Summer at the Museum
(This column was first published in the July 9, 2001 Buffalo News.)
A good museum is a work in progress.
A visit to the Buffalo Museum of Science last week confirmed that this museum is indeed a work in progress and therefore indeed an excellent institution. If your last visit was as little as six months ago, you will be surprised to find there not only changed exhibits but a changed atmosphere -- an excitement -- as well. I can think of no place in the area better suited to a summer visit by young and old alike.
Let me describe for you what I found last week on a tour of the museum's second floor.
At the top of the broad staircase leading up from the atrium the balcony now offers four showcases filled with a rich variety of exhibits. These are obvious teasers, individual examples -- like the lowland gorilla -- taken from storage to highlight the various halls. They show the broad range of delights to be explored as you visit further. It took me a half hour just to get past these showcases, their objects are so interesting.

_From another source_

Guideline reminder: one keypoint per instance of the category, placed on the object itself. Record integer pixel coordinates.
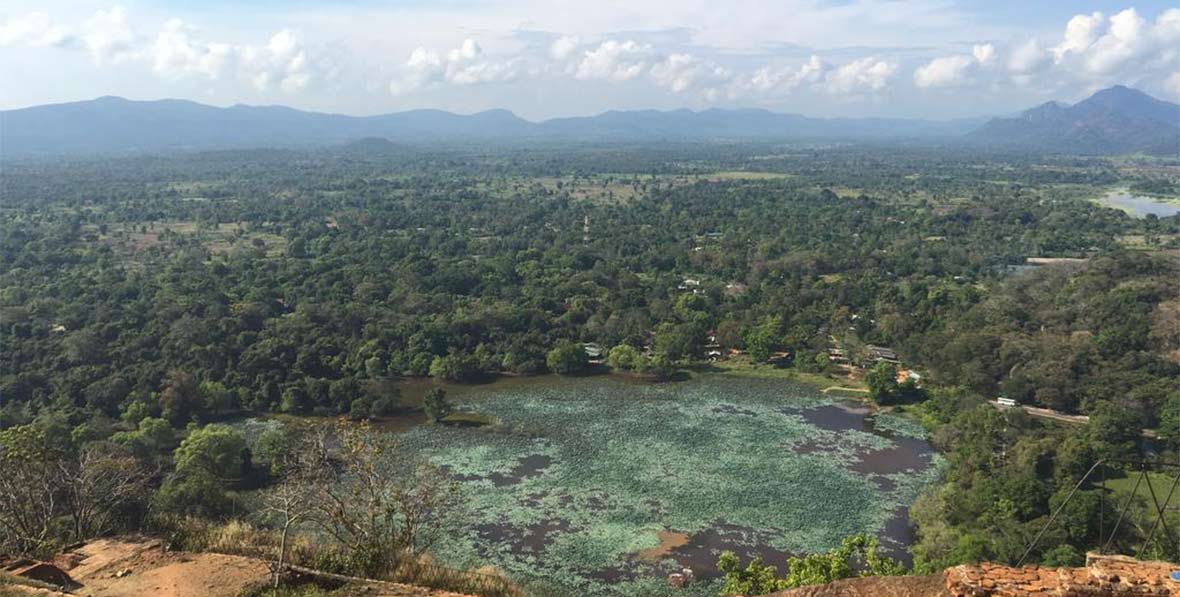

Immediately beyond the mezzanine in Hamlin Hall is the remarkable new anthropological exhibit, "Through a Clouded Mirror," which connects the 1901 Pan-American Exposition in Buffalo to modern times. It does so through the involvement in both of African-Americans. This is a wonderful evocation of that time a hundred years ago when Buffalo was a world-class city and the connection with today's African-American community is both appropriate and uplifting.
Next in a side hall one of the most remarkable films about invertebrates I have ever seen, "Microcosmos," was being introduced by Catrina Caira. Catrina and her colleague Mary Goehrig are college students who bring to the exhibits their infectious enthusiasm. In the film successive images outdo the preceding ones and I found myself intimately involved in a world of caterpillars, ants and beetles. To me the best scene is the dung beetle whose ball of dung becomes impaled on a thorn. How the beetle releases its possession shows perfectly both the power and limitations of its tiny brain.
On into the major display of huge invertebrates where a twenty foot tarantula menaces. These are most impressive but to me they are only the introduction to the real show -- the opportunity to observe local insects and to interact with the museum's entomology staff.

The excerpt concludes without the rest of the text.